The cash-strapped Lebanese government had proposed a 0.22 cent levy on all calls made through WhatsApp and other Voice over Internet Protocol services.

Mr Choucair confirmed the proposal to tax calls made through WhatsApp, Facebook, FaceTime and other popular apps, with a monthly cap of $6, after the Cabinet discussed it on Thursday.

The government is discussing ideas for additional taxes for the 2020 budget to bring down the world’s third-highest debt-to-GDP level.

Lebanon owes $86 billion, or 150 per cent of GDP, and is trying to introduce measures to reduce the debt and unlock international aid that is tied to reforms.

Government debt has been downgraded by ratings agencies and the country is running low on US dollars, with withdrawals limited.

Experts warn the country is facing a financial crisis and Prime Minister Saad Hariri says fixing the economy is his main priority.

In 2017, the French government convened a conference during which countries pledged $11bn to rebuild Lebanon’s infrastructure. That money was contingent on the country introducing reforms.

The Lebanese government is still trying to pass the needed legislation and cut the deficit to access the money.

Among other Cabinet proposals on Thursday was an increase in VAT by two points in 2021 and again in 2022, bringing it to 15 per cent.
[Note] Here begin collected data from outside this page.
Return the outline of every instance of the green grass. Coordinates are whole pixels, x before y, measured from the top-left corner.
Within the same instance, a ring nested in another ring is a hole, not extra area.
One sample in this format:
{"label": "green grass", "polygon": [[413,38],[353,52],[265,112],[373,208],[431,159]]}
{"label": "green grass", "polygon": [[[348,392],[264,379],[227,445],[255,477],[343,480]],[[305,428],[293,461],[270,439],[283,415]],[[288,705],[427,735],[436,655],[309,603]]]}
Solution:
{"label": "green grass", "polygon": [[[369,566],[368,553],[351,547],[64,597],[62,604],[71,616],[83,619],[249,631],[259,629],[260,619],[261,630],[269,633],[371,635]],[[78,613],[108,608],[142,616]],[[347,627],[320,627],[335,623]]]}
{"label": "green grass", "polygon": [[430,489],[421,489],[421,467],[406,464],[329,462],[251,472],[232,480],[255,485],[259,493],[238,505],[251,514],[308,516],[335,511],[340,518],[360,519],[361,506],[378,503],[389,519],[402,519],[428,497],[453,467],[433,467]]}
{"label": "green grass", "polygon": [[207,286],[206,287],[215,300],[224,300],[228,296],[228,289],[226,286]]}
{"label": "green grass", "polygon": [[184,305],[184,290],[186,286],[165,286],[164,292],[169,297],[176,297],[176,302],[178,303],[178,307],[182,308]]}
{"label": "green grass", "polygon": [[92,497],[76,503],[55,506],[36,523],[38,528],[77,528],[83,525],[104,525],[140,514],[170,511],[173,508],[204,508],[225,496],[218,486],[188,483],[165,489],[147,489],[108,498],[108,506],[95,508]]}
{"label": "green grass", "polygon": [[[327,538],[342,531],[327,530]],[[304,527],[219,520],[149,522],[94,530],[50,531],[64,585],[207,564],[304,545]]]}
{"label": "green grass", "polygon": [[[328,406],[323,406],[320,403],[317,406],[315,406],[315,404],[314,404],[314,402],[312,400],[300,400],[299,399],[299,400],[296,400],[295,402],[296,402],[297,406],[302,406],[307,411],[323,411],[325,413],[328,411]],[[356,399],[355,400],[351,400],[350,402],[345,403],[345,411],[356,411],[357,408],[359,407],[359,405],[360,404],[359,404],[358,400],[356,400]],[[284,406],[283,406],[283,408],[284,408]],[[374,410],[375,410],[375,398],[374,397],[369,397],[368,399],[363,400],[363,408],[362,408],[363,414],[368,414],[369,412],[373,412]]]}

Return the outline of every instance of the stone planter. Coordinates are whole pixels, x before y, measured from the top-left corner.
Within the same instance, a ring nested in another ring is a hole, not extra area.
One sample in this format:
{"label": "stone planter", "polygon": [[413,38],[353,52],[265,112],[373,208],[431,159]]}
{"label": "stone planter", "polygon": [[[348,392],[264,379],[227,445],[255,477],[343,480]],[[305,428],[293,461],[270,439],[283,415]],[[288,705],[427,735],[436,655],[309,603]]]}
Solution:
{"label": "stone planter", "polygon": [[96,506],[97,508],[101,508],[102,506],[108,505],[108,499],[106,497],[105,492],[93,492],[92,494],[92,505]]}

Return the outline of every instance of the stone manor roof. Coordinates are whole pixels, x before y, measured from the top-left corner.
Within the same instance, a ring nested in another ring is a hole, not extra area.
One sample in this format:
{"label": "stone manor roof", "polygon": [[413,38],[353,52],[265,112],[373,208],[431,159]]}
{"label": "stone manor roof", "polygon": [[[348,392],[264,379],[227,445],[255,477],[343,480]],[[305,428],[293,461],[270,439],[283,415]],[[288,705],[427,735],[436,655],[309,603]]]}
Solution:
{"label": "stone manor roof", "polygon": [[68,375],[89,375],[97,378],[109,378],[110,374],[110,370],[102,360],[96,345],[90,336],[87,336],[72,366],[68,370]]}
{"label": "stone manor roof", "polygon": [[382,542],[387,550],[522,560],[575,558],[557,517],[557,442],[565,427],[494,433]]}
Cabinet endorsed other proposals on Thursday, including an increase on the levy for tobacco products and boosted security at borders to clamp down on smuggling.

But the proposal to tax internet calls was immediately criticised.

“The people will not pay a single pound on WhatsApp's service, which is their vent to swear at some politicians without being tracked,” MP Paula Yacoubian said.

Ms Yacoubian urged the Cabinet to back off immediately before they become a “shameful charade”.

Handout pictures provided by the Lebanese photo agency Dalati and Nohra on October 17, 2019 shows Lebanese Prime Minister Saad Hariri (C) chairing a cabinet session at the Grand Serail in central Beirut.

“But you are, as expected, ignoring all warning signs and trying to impose a tax on people instead of creating productive services," she said.

"Doing the same over and over again will lead to the same result – theft and squander.”

Many Lebanese took to social media to condemn the proposal.

Roland Aboujaoude, a lecture at Usek University, tweeted a new logo for WhatsApp in Lebanon.

It showed the classic green box with a phone in a speech bubble above the altered app name, now spelt “What$App”.

Meanwhile, Mohammed Hijazi asked on Twitter why the government was planning to impose an extra fee when Lebanese phone bills were already so high.

Lebanese telecoms bills are relatively high compared to other regional countries, with 500 megabytes costing $10 a month, 10 gigabytes $33 and 100GB $109 with MTC Touch, one of the two state-licensed networks.

Calls and other services are charged separately.

Others asked how the tax would be enforced, for example, if someone without a Lebanese Sim card used WhatsApp over Wi-Fi.

Lebanese licensed telecoms companies, MTC Touch and Alga, generate hundreds of millions a year for the government, which is used to cover the budgets of municipalities and other services.

The companies reportedly paid the Lebanese government $1.2 billon in 2015.